Of course, I’m grateful to know the explanation now, so I can keep an eye on my iron levels. However, I might need to take more rest or to slow down for a host of different reasons that I mentally don’t understand yet. And I don’t need that understanding in order to trust my body.
Trouble
When I push through even though my body clearly says no, it always leads to trouble. Hearing and respecting that no is fundamental in learning to make the choices that are right for me. The messages we receive from our bodies are often more valuable than we realize, while we tend to neglect them and focus on rationalizing our choices. But the body is key to skillfully navigating our way through life, and being guided by its subtle directions makes for a much smoother journey than when it has to pull the brakes so hard we end up crashing.

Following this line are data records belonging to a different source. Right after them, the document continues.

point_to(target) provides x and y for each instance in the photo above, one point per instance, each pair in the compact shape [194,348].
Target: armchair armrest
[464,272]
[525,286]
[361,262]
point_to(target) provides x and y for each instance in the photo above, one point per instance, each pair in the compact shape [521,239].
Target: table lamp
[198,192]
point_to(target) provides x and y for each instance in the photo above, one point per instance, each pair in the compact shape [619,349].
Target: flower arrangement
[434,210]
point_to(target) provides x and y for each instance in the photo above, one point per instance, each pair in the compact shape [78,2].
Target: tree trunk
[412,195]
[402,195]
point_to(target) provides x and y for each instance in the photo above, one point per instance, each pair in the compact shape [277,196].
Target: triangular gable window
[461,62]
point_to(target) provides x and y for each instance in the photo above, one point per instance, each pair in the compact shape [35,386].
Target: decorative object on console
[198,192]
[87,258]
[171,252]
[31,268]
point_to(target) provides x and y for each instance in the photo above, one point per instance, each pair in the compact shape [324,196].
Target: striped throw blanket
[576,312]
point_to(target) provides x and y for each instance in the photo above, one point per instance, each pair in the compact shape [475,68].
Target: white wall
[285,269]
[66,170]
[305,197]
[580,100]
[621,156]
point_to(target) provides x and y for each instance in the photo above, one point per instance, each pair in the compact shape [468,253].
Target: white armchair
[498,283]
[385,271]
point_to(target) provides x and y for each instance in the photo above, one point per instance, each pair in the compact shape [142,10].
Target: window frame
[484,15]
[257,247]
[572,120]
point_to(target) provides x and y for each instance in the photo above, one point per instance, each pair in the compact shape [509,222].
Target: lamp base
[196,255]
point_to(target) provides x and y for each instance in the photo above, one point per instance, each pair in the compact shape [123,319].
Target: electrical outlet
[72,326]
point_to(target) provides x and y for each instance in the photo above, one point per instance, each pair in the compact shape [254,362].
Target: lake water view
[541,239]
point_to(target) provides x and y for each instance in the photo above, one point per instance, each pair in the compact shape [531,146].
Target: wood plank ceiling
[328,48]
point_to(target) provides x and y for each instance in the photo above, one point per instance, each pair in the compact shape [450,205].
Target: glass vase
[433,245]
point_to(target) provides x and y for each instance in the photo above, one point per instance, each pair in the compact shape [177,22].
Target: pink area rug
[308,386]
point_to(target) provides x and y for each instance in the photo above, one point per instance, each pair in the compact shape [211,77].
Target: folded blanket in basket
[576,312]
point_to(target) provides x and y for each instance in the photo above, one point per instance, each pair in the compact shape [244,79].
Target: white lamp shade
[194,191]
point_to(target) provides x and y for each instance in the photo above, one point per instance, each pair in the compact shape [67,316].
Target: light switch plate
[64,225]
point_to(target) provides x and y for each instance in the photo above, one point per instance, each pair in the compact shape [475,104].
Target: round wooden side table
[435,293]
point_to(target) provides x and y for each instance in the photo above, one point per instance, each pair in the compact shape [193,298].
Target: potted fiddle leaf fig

The writer Charles Eisenstein calls his own adrenal fatigue a powerful medicine: “On a deeper level, this is not the body making a mistake. This is the body saying “I refuse to support you on a path that is not your soul’s path”.
When navigating our lives and choices, the body is our essential compass. And in learning to follow even its subtle indications, we are doing our part in making it smooth sailing rather than a bumpy ride. I can’t promise this is the last time I’m too stubborn to listen to my body. I still catch myself dismissing its complaints until it has to scream. But I keep on practicing and hopefully one day it’ll only have to whisper.